J’ai toujours détesté cuisiner, je ne cuisinais pas sauf quelques desserts, miam miam : cake, mousses au chocolat et ce que j’adorais : des tiramisus spéculoos. Mais je n’avais plus rien fait depuis mon retour, et honnêtement, je ne pensais plus rien faire : pas passionnant et trop dur de rester debout dans ma cuisine.

Mais aux Jambiens, on peut amener quelque chose à manger, à partager pour son anniversaire, et ça m’a donné envie de le faire. Mais j’ai vite compris qu’amener un truc non fait par bibi, ce serait bof bof. Donc, comme mon birthday approche, je me suis dit qu’il serai bien de faire un essai.

Ce jour, j’ai donc fait un cake. Merciiii Fanny pour la recette.

Après des courses au Delhaize, où j’ai mis un temps fou à trouver du sucre hors de prix qu’on peut cuire (stévia et sucre sans sucre), des pommes pink lady (sur internet, j’ai vu que c’était des pommes à cuire qui ne se transforment pas en compote), du lait, du beurre et j’en passe (mon but est de faire un cake et de tester le gâteau aux pommes que j’avais fait en maternelle : recette hyper simple, sans balance : 2 pommes, un verre de lait, un verre de sucre, un verre de farine, mélangez, cuisez), je suis rentrée chez moi.

Je suis alors restée ½ heure debout dans ma cuisine à faire la pâte, ça m’a semblé dur et long, et mélanger avec la cuillère, de ma bonne main pourtant, m’a paru très très difficile.

Ensuite, quand ce fut près (l’avantage est que je ne vois pas si la farine fait des grumeaux, je verrai à la dégustation) plus moyen de démarrer le four (c’est un combiné four-micro ondes et je n’utilise que le micro ondes, mais la il me fallait le four. Merde. Je savais où étaient tous les modes d’emploi des électros de ma cuisine, ouf, mais j’ai vite réalisé qu’il fallait avoir fait 5 ans d’études (ou ne pas être cérébrolésées) pour piger celui du four. Galère totale. J’y suis parvenue, et mon cake a cuit. J’ai remplacé le sucre par du sucre pour diabétique, et comme ils disent que le pouvoir sucrant est plus élevé, je n’ai mis qu’un tiers de la recette. Ça m’a rappelé ma grand-mère qui modifiait toujours les recettes : moins de sucre, moins de gras, moins de chocolat… finalement, moins bon quoi !

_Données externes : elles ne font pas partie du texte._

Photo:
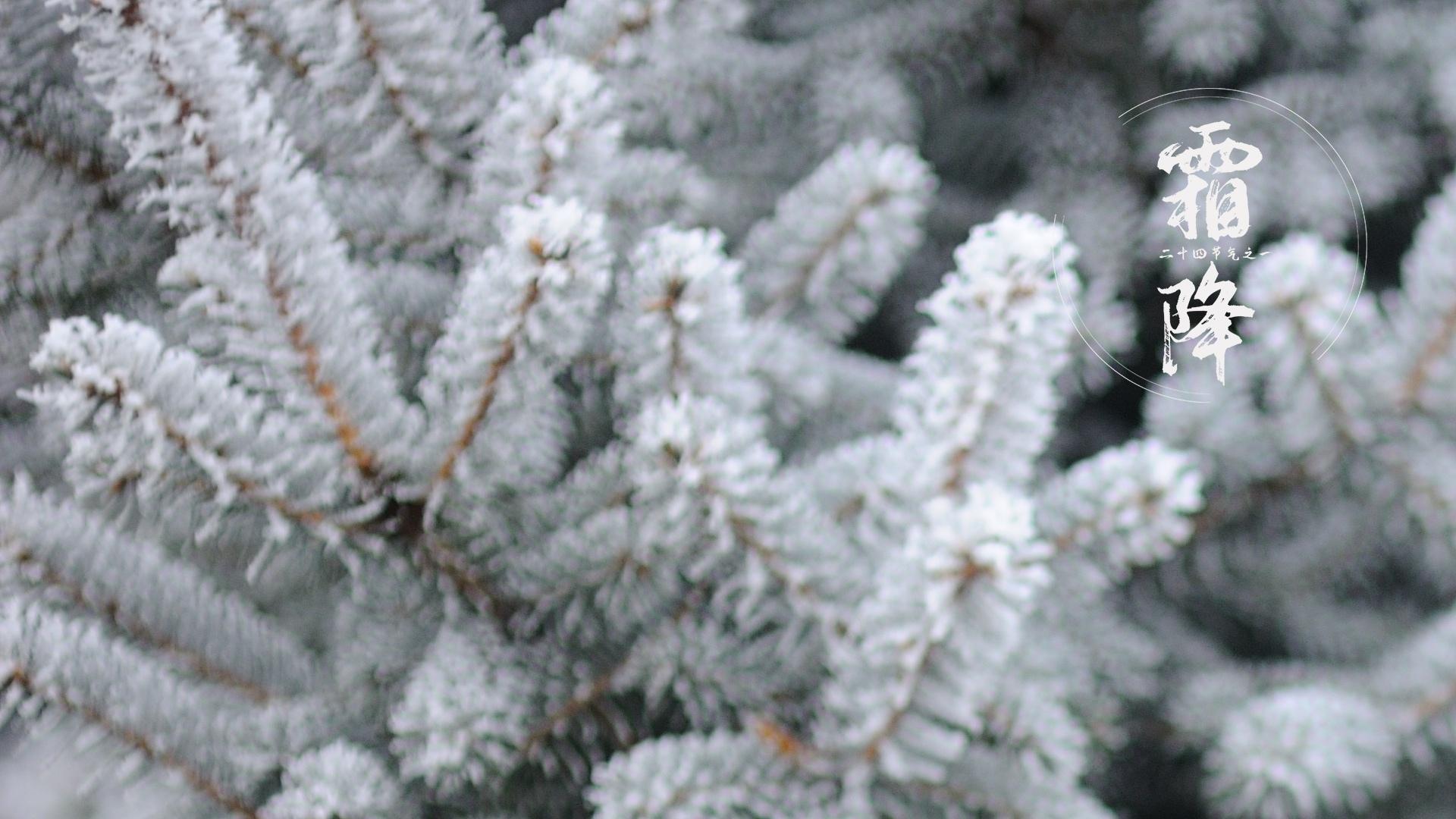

J’ai laissé refroidir le cake et je viens d’en mangé une tranche, avec de la confiture maison de Catarina, ma voisine, avec les fruits (groseilles je crois) de son jardin de Jambes. Et ben ce fut un régal. Bon, comme tout me semble bon maintenant (sauf les choux de Bruxelles), je suis peut-être pas fiable, mais ce cake, rhaaaaaaaaaaaaaaaaaa (sans sucre en plus, yesssssssssss).

Rassurez-vous, pour les Jambiens, je mettrai du sucre. Et demain ou après-demain je teste le gâteau aux pommes de mon enfance.

 

 

25/10/2018 : mon aquarelle d’hier, vous avez deviné ce que c’est ?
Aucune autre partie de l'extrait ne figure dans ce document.